Ao conceder a medida em março, o ministro limitou contatos políticos de Bolsonaro, restringindo as visitas a familiares, advogados e médicos. Moraes pode prorrogar a prisão domiciliar do ex-presidente para
Com o encerramento do prazo fixado, a PGR (Procuradoria-Geral da República) e a defesa do ex-presidente devem se manifestar antes da palavra final de Moraes.
O ministro poderá optar por alguns caminhos principais: a prorrogação do recolhimento domiciliar por igual período, a revogação da medida, mantendo apenas restrições mais brandas, ou o agravamento das sanções.
Moraes também deve exigir uma nova perícia médica oficial para embasar a decisão. A defesa de Bolsonaro já sinalizou que pedirá ao STF a prorrogação do prazo devido à persistência e agravamento de seus problemas de saúde.
Entretanto, a arma encontrada em blitz na semana passada também pode influenciar decisão de Moraes sobre o assunto.

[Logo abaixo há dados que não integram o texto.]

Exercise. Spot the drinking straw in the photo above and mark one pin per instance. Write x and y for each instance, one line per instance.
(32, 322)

Antes de receber o direito ao regime domiciliar temporário, ele estava preso no 19° Batalhão da Polícia Militar, ala conhecida como “Papudinha”, localizada dentro do Complexo Penitenciário da Papuda, em Brasília.
Acontecimentos
Nesses 90 dias, Bolsonaro operou o ombro direito no dia 1º de maio, no Hospital DF Star em Brasília. A cirurgia durou cerca de 5 horas e ocorreu sem complicações.
Em outro momento, pediu autorização para a entrada de técnicos responsáveis pela manutenção de um elevador em sua residência. Dias depois, pediu para receber a funcionária de um cartório e até um cabelereiro.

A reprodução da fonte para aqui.